Create Binary Transparency for Artifact Registries guide
Fixes https://github.com/ossf/wg-securing-software-repos/issues/47
woodruffw 16 hours ago said:
To tack onto what @haydentherapper said: PyPI's behavior is subtle in that filenames are always unique and immutable on PyPI, but releases themselves are not. In other words: a project foo that gets deleted or turned over to a new user can't overwrite foo-1.2.3.tar.gz if that distribution file was already uploaded by a previous maintainer, but the new maintainer might be able to upload foo-1.2.3-py3-none-any.whl or similar if no wheel was previously uploaded for that version of foo.
In practice this means that resolving foo==1.2.3 isn't guaranteed to be stable for a given host, since the new maintainer can always upload a new (unique) file to the old version that's more specific/matches the host's target configuration more precisely.
That sounds extremely problematic to me. I expect that repositories must sometimes remove packages of a given version (e.g., by court order), but I think most users would expect that a given version# would be stable. This loophole is a great way to hide attacks. Is this functionality critical to PyPI somehow? Could PyPI be changed to prevent it (at least, say, after a day or so of the "initial" version being uploaded)?
@david-a-wheeler
Is this functionality critical to PyPI somehow?
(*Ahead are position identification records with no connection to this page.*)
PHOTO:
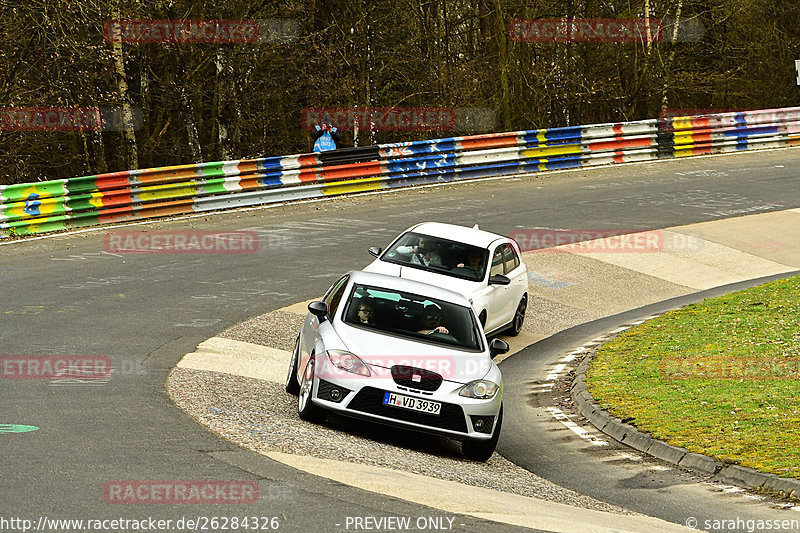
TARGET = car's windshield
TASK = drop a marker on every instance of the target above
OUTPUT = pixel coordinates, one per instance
(410, 315)
(438, 255)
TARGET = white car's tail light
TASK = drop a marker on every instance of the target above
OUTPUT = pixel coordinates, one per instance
(348, 362)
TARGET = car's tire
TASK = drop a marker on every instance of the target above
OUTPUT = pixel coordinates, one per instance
(519, 318)
(292, 386)
(306, 408)
(482, 450)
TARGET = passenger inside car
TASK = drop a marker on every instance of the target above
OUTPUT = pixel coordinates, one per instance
(431, 321)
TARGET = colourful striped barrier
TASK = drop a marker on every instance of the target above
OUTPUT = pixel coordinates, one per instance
(31, 208)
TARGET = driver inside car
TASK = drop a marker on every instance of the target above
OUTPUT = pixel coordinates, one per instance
(422, 254)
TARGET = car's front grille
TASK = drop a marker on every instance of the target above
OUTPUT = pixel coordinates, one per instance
(332, 393)
(370, 400)
(416, 378)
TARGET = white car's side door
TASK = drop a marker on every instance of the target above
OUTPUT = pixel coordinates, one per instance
(518, 274)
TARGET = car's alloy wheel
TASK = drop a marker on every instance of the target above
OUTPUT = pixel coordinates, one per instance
(482, 450)
(292, 387)
(519, 318)
(305, 407)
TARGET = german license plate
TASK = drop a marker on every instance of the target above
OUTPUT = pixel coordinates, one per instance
(412, 404)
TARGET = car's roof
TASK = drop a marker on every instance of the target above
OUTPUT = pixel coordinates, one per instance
(385, 281)
(475, 237)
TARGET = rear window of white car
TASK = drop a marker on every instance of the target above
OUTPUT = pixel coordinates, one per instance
(442, 256)
(413, 316)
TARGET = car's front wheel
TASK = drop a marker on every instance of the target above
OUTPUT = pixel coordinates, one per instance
(519, 318)
(306, 408)
(482, 450)
(292, 387)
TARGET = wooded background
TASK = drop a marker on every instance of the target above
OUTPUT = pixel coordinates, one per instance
(211, 102)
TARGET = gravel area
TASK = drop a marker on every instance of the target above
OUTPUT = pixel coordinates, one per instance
(260, 416)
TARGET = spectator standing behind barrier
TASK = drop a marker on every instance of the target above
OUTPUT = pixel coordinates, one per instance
(325, 137)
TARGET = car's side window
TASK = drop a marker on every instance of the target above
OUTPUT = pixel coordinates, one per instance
(510, 258)
(335, 296)
(497, 261)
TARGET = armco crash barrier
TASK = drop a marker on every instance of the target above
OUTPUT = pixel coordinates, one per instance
(31, 208)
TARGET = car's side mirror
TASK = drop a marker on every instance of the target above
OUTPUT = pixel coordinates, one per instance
(318, 309)
(498, 347)
(499, 279)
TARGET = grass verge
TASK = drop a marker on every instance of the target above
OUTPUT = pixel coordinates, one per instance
(721, 377)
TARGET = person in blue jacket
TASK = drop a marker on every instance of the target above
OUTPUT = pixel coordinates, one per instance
(325, 137)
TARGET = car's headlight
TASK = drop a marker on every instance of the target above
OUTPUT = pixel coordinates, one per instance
(480, 389)
(348, 362)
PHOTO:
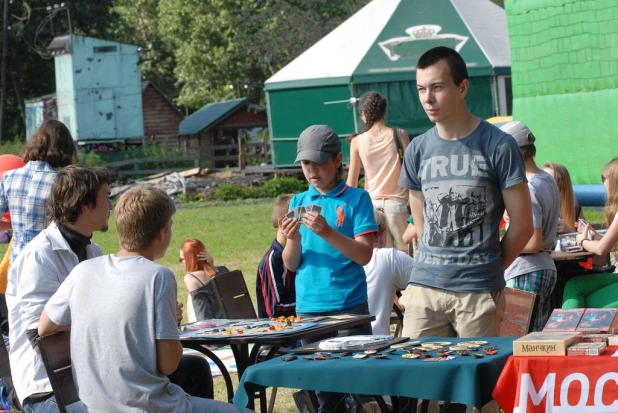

This property is used because the ABI of CPython, architectures, and platforms (known in Python-land as "tags") aren't known in-advance and new ones are added over time. With this property Python packages can build and release new artifacts that are compiled for new "tags" without issuing a whole new release (since many times the source code doesn't change, only the tool for building).
I'm not sure how often this happens in practice and whether or not it's worth the additional risk because I don't maintain many packages that have these requirements.
This property also exists because artifacts are typically built in different processes so arrive at different times. There's currently no mechanism for "drafting" a release, so it'd be a race to get all your artifacts built before a timer expired.
I think adding support for "draft" releases would make removing this property of an index viable, but even then I am not sure of the impact for maintainers, needs more studying to be sure.
This loophole is a great way to hide attacks. Is this functionality critical to PyPI somehow? Could PyPI be changed to prevent it (at least, say, after a day or so of the "initial" version being uploaded)?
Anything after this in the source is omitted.